Cat runs for mayor of city in Mexico

In America, citizens who view government as gridlock and partisan politics as poison have put cats and other animals on the ballot for public office. In 2012, for instance, a cat named Hank in Virginia received more than 6,000 write-in votes to serve in the U.S. Senate.

But frustration with government and politicians turning a deaf ear to constituents’ concerns aren’t limited to the U.S., as a 10-month-old cat named Morris of Xalapa, a city in eastern Mexico with a population of 450,000, has become something of an Internet sensation. The feline’s Facebook Page promoting him as a mayoral candidate has more than 130,000 Likes.
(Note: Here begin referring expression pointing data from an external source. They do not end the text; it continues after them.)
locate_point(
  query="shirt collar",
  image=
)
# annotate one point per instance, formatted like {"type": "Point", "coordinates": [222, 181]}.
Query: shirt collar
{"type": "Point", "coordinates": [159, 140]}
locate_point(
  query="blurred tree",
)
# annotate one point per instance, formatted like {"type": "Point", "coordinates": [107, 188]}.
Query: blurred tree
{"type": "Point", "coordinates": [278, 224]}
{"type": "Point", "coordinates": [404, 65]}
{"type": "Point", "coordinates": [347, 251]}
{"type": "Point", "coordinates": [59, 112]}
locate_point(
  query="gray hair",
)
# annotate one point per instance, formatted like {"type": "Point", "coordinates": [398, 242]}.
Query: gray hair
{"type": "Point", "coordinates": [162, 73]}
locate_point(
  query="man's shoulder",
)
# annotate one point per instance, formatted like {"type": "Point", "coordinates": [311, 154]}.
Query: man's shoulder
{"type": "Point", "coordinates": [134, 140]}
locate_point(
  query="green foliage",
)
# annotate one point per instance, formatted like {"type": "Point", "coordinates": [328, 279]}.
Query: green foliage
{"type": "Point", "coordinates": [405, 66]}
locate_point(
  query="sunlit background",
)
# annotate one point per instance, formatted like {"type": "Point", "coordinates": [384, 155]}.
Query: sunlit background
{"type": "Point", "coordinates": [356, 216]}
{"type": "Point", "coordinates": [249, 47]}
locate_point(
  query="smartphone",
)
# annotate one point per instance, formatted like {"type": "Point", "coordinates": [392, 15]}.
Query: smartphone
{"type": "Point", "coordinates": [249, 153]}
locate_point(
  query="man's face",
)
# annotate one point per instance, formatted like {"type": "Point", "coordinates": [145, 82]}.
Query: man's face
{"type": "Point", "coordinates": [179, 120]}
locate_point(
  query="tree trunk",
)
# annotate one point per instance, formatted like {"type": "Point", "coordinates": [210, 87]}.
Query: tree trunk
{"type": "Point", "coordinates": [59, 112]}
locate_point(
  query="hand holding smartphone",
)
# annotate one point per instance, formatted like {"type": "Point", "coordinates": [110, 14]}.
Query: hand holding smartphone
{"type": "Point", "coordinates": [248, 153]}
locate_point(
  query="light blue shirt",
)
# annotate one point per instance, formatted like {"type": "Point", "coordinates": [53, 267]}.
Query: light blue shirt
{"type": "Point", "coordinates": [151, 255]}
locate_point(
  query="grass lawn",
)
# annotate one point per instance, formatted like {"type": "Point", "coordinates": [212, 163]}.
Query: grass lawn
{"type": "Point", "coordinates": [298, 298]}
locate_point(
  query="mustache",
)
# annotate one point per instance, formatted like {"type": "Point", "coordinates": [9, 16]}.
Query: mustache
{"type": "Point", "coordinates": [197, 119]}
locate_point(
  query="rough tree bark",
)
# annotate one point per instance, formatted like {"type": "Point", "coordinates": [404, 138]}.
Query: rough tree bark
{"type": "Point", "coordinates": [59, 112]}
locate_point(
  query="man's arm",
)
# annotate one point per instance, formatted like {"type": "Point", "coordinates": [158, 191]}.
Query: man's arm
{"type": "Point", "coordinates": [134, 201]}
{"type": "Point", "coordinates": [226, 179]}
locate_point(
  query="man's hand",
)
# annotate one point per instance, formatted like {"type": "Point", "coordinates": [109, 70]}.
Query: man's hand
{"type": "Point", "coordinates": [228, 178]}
“Morris has been a catalyst to show the discontent that exists in our society,” Morris’s owner, Sergio Chamorro, told The Evening Sun. “Our message from the beginning has been, ‘if none of the candidates represent you, vote for the cat,’ and it seems people are responding to that.

“[Morris] sleeps almost all day and does nothing, and that fits the profile of a politician.”

As if that weren’t biting enough, Morris’s initial campaign slogan was, “Tired of voting for rats? Vote for a cat.”

Chamorro and his friends started Morris’s campaign in response to Xalapa’s bleak state of affairs. According to World War 4 Report, 9 journalists have been killed in Xalapa in the last 3 years, and the larger coastal state of Veracruz is besieged by drug trafficking and related crime.

The black-and-white cat isn’t the only animal seeking public office in Mexico. A dog named Tintan in Oaxaca City; Maya, a cat in Puebla; a chicken named Tina in Tepic; and a donkey named Chon of Ciudad Juarez are all candidates for public office.

Although Morris’s name will not appear on the ballot, citizens are encouraged to vote for the feline via write-in. According to The Guardian, this has prompted election organizers to issue a caveat not to waste their votes: “It is important to vote for the registered candidates. Please.”

The election is set to take place on July 7.